Mes pieds foulent le bitume à une allure surprenante, mon chien suit la cadence et nous voilà à sa hauteur en moins de temps qu'il ne m'en a fallu pour me convaincre de la solliciter à sortir avec moi. Elle semble à la fois surprise et ravit de me revoir de sitôt. Avant d'ouvrir la bouche, je tente de reprendre ma respiration, puisque le souffle me manque. Je devrais arrêter la cigarette. Admis-je pour la seconde fois en moins de dix minutes. Niveau endurance ce n'est pas le top.

— Euh...Bah...Hé...

Bien joué Léo, on dirait un débile qui s'exprime qu'avec des monosyllabes. Respire et recommence.

— Je crains de ne rien avoir compris.

— Je me demandais si tu étais libre un de ces jours pour boire un café.

— Quand ? J'ai un emploi du temps très serré, il va falloir que je vérifie mes possibilités.

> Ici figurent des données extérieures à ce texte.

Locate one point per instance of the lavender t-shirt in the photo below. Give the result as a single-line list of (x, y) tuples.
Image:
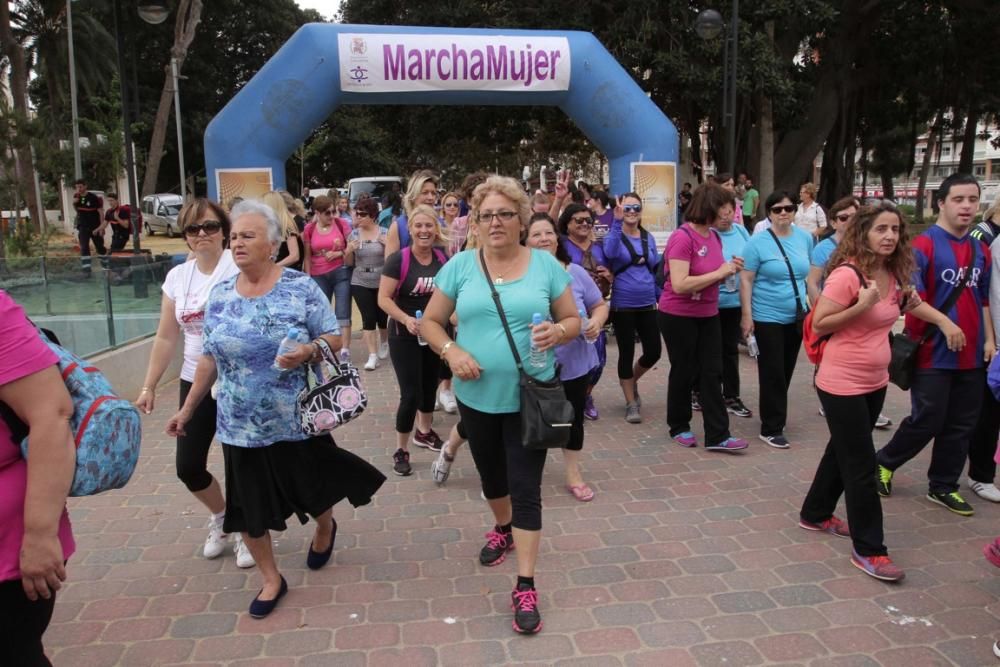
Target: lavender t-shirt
[(705, 256), (578, 357)]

— Cet après-midi par exemple...enfin si tu es disponible. Je ne veux pas paraître insistant, mais le plus tôt sera le mieux. Ce que je veux dire, c'est que ça me ferait plaisir de te revoir rapidement.

— Quinze heures. Annonce-t-elle avant de disparaître telle une proie fuyant le lion qui la pourchasse pour la dévorer.

— Yes ! Yes ! Yes ! Marmonné-je en serrant du poing comme un winner. Voilà comment on rencarde une nana Gigolo. Prends-en de la graine mon petit gars.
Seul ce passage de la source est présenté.